Se nos perdoamos, se podemos perdoar o outro, viveríamos com mais leveza e bem
estar.
Nota/Fonte:
Essa
é uma adaptação de uma entrevista concedida pelo autor a revista IHU.
Disponível em
http://www.ihuonline.unisinos.br/index.php?option=com_content&view=article&id=4338&secao=388
Estive a ver algumas coisas em seu blog gostei do que li e vi. E desejo deixar um convite, tenho um blog com o nome de Peregrino e Servo. Meu nome é Antonio Batalha sou portugues. Se desejar fazer parte, eu ficaria radiante em que fizesse parte dos meus amigos virtuais, isto é, não quero que se sinta coagido a faze-lo mas apenas se deseja. Se achar que não merece a pena fico-lhe grato na mesma. Decerto irei retribuir seguindo o seu blog também. Um obrigado.
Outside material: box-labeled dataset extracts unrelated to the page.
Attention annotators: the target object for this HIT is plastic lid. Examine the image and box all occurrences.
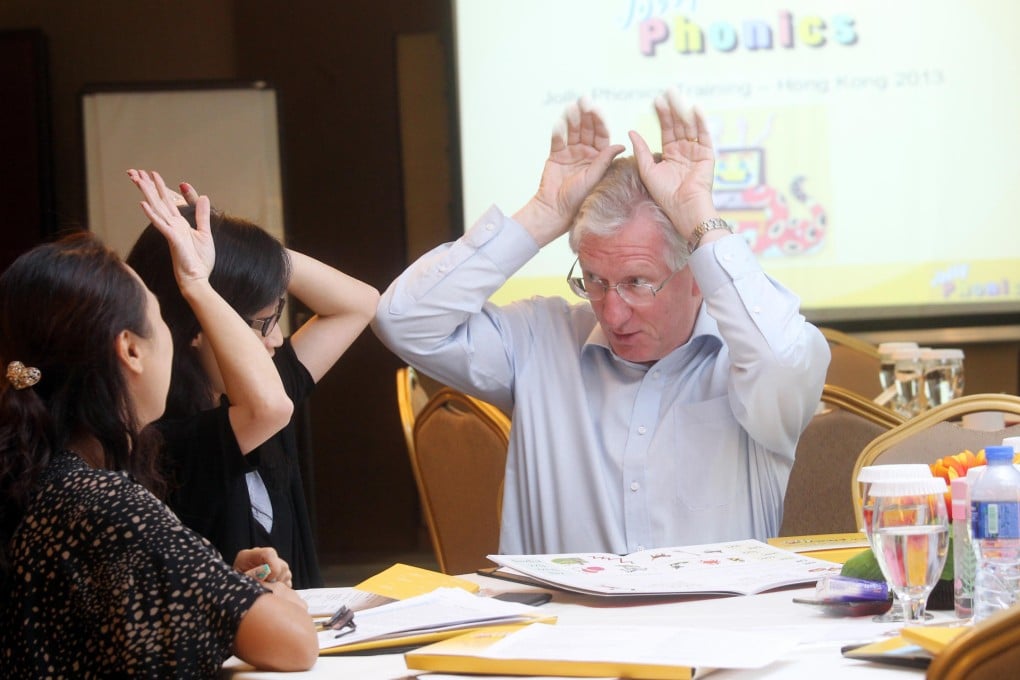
[878,343,917,354]
[984,447,1014,463]
[921,348,963,361]
[857,463,931,484]
[889,347,921,361]
[868,477,949,498]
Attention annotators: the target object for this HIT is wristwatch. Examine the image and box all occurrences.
[687,217,733,253]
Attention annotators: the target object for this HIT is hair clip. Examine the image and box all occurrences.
[7,361,43,389]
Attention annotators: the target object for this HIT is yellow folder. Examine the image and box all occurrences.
[404,624,694,680]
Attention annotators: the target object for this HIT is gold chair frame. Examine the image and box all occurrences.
[778,384,904,536]
[821,383,906,427]
[818,326,881,399]
[850,394,1020,522]
[408,386,510,574]
[925,607,1020,680]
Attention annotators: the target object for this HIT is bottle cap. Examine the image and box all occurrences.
[950,477,970,520]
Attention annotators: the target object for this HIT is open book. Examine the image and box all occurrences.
[489,539,840,595]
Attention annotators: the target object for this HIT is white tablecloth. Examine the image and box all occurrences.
[222,575,955,680]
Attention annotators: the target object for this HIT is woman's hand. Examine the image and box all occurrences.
[128,169,216,289]
[234,546,292,586]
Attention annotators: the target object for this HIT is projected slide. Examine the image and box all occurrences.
[454,0,1020,320]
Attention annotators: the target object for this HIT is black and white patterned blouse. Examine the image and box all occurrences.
[0,454,265,679]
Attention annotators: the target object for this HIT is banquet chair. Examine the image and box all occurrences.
[850,394,1020,530]
[779,384,904,536]
[397,366,441,462]
[925,606,1020,680]
[819,327,882,399]
[410,387,510,574]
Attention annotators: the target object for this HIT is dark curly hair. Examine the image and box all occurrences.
[0,231,163,574]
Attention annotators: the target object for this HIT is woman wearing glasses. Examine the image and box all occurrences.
[0,180,318,678]
[128,172,378,588]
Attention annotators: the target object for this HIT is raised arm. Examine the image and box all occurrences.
[514,99,623,248]
[287,251,379,382]
[128,170,294,454]
[630,89,727,248]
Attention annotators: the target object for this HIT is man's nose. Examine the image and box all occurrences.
[602,289,632,327]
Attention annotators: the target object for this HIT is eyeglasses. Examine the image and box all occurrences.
[567,260,679,307]
[245,298,287,337]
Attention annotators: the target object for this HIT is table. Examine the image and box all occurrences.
[221,574,956,680]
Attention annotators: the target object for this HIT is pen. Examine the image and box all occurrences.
[322,605,358,639]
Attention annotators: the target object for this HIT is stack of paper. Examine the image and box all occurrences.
[489,539,840,595]
[318,588,556,653]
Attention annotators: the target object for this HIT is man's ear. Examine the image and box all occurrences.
[114,329,142,373]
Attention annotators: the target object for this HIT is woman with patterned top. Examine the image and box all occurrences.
[0,174,317,678]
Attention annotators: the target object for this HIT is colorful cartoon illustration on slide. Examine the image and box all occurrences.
[735,176,825,257]
[709,111,828,257]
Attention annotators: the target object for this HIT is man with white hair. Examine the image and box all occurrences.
[373,92,829,554]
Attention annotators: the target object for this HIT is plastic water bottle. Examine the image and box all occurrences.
[970,447,1020,621]
[950,477,977,619]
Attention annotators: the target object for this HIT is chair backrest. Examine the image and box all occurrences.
[779,384,903,536]
[819,327,882,399]
[411,387,510,574]
[397,366,429,462]
[925,607,1020,680]
[850,394,1020,530]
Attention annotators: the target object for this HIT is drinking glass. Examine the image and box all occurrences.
[921,349,963,408]
[878,343,917,390]
[857,463,932,622]
[868,477,950,624]
[893,348,924,418]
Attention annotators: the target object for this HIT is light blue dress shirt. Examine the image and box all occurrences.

ResponderExcluirAntônio, a Paz de Cristo. Certamente iremos atender ao seu convite. Obrigado pela visita. Abraço.
ResponderExcluirAPAZ DE CRISTO MESTRE, COMO ESTAR ?
ResponderExcluirEU ESTOU SEMPRE LENDO SUAS PUBLICAÇOES
QUANDO SERA O SEMINARIO? DE ESCATOLOGIA?
José Raimundo, a Paz de Cristo. Obrigado pelos seus comentários e leitura constante do nosso blog. Abraço.